Friday, April 21, 2006

. . . They just fade away

From The Washington Times:

Russia's population is declining rapidly, with almost half of Russian families childless, a senior member of Russia's lower house of parliament has said.


She added that the Russian birthrate is 1.34 children per woman, which is below the replacement rate of 2.14, causing a steady decline in the population growth rate.

U.N. statistics say that at this rate Russia's population will be 101.5 million by 2050, shrinking by almost half from the over 143 million population of today.

I remember reading as essay written by Robert A Heinlein sometime in the early ‘60s. He and his wife went to the Soviet Union for a vacation. Mrs. Heinlein had spent more than a year studying Russian and was reasonably fluent. In striking up conversations with people she asked the polite questions about family, children and such and noticed that not too many young Russians were having kids. She calculated that they were in danger of falling below replacement rate. I guess she was right.

The interesting question is why? During Russia’s entire violent and sad history the people, no matter how oppressed and poor, did not give up on the future to the point of stopping reproduction. Of course it hasn’t been that long, in world history terms, since mankind developed reliable population control technologies.

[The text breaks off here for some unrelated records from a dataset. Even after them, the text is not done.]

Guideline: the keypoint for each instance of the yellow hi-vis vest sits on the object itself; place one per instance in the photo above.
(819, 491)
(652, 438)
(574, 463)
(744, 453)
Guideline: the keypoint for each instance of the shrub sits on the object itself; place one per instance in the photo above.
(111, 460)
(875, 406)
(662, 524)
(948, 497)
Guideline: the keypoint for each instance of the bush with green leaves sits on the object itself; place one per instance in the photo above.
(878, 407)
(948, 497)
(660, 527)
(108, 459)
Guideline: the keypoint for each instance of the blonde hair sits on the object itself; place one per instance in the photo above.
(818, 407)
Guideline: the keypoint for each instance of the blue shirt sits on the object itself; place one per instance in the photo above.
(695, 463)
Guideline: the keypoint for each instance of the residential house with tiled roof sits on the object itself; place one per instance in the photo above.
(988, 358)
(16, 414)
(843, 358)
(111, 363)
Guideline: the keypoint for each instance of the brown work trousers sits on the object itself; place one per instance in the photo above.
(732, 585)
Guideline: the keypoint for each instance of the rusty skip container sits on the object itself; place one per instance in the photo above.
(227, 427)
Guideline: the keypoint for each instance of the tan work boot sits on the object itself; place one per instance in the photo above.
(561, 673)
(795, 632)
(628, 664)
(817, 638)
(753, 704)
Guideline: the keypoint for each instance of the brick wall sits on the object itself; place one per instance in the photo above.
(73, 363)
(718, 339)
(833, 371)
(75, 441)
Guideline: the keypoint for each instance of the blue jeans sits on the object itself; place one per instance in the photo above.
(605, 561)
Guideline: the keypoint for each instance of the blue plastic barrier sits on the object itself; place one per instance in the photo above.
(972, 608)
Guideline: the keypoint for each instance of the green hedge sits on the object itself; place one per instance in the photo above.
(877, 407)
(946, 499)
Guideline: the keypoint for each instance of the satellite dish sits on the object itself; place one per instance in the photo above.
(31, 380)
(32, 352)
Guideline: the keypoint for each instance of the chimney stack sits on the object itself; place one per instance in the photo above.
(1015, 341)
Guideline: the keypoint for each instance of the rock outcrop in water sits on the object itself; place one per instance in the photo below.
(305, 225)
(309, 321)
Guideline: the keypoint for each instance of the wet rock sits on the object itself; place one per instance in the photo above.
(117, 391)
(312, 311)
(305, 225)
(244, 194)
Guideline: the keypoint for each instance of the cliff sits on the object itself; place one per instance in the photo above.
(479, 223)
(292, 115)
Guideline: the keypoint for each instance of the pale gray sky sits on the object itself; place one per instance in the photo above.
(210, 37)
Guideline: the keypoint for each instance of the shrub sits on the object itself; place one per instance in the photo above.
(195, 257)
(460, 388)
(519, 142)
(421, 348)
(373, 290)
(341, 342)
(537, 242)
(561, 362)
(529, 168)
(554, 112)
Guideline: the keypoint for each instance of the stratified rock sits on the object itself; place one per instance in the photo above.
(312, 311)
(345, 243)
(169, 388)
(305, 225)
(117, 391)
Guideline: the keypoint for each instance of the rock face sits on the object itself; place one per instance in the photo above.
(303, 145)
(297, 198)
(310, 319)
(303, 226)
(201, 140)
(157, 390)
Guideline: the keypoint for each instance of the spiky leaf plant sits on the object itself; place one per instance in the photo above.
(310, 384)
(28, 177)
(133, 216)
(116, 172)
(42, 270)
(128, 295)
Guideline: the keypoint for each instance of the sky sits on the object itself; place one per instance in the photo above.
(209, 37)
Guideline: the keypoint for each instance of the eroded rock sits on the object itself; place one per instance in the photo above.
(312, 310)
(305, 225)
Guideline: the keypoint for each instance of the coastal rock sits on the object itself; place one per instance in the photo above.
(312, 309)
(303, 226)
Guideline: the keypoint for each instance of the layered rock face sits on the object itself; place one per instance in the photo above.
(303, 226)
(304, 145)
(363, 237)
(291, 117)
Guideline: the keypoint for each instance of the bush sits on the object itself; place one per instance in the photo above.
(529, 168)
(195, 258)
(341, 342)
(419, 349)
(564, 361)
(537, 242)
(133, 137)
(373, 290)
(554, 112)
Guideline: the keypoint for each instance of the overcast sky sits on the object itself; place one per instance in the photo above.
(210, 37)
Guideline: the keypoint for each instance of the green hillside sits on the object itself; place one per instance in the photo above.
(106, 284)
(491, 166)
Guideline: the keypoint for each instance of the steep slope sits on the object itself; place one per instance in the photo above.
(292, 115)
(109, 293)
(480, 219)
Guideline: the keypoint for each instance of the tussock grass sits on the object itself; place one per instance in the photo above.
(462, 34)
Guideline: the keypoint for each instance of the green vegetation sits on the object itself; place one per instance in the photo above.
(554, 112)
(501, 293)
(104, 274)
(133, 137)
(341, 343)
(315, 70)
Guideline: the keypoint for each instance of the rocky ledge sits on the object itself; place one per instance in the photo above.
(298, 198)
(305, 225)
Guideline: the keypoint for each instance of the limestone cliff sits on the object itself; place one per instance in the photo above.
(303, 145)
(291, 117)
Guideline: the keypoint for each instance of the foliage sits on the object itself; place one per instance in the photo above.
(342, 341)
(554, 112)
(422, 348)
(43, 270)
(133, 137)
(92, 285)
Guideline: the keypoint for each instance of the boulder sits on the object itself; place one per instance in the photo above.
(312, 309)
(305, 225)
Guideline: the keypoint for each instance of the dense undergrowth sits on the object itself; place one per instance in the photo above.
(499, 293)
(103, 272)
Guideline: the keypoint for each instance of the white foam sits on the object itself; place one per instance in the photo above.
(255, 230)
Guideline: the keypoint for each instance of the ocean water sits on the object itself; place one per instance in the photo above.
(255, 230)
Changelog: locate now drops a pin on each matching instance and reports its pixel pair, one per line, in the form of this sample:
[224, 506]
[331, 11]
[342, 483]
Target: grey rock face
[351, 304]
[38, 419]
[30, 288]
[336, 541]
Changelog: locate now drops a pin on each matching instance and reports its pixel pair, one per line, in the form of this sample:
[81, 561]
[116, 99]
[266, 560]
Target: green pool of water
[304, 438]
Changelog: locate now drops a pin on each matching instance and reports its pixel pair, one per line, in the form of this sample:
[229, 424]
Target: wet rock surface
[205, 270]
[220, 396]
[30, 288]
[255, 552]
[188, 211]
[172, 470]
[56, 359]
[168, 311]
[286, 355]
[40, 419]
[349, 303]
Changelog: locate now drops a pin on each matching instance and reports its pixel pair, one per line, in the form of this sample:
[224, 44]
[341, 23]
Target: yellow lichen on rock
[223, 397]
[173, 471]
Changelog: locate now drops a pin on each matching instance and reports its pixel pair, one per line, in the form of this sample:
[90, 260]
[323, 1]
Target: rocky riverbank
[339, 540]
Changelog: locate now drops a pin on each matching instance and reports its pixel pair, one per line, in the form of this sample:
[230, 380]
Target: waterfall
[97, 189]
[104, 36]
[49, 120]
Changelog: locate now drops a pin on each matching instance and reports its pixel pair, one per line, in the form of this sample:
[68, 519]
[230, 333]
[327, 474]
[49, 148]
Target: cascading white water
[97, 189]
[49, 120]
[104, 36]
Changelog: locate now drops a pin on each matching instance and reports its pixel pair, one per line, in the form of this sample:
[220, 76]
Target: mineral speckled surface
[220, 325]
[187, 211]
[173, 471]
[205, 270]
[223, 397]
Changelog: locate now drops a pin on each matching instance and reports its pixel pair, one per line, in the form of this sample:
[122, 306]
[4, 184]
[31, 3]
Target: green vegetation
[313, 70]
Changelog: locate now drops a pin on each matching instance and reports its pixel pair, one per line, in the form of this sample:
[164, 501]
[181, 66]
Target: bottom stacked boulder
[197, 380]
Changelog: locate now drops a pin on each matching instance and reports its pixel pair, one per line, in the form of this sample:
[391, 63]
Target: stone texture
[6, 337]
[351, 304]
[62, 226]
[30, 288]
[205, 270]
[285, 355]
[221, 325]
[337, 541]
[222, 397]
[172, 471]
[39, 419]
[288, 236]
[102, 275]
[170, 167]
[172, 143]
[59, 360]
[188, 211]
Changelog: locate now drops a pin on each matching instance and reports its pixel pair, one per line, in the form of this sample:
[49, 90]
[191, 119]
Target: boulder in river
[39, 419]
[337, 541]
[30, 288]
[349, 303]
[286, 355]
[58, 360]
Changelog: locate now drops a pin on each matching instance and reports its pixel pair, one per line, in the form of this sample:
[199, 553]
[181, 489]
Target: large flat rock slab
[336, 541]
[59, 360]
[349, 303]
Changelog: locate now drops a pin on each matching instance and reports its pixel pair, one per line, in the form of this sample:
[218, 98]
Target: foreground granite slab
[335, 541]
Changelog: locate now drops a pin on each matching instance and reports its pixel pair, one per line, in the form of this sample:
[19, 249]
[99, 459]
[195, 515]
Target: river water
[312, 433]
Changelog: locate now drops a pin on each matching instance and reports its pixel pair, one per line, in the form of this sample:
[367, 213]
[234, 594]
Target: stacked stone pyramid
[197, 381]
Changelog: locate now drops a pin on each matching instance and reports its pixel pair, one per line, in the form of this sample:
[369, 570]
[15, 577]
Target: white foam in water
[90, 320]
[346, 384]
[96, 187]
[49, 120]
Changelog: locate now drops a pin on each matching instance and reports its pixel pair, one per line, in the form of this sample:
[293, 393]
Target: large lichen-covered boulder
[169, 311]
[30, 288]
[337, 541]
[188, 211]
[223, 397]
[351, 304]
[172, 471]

And it is not only Russia but all of Europe that is suffering a population contraction. The falling birthrates in the rest of Old Europe are not as dramatic as Russia’s but the trend is there.

One possible explanation suggested by novelist John Ringo is that in societies which are experiencing increasing levels of affluence adults find that they have more enjoyable things to do than have children and spend more than a decade changing diapers and answering an endless series of “why, why, why questions”.

This may be true in the United States, whose White population is barely growing, and France with its legally mandated short work week and generous cradle-to-grave social welfare system. But that hardly explains Russia.

Perhaps the answer is that the Russians would have given up centuries ago if they had been able. Could it be that the human race isn’t so resilient after all? Perhaps God has designed us so that we owe our existence to the fact that our libido is more powerful than our angst.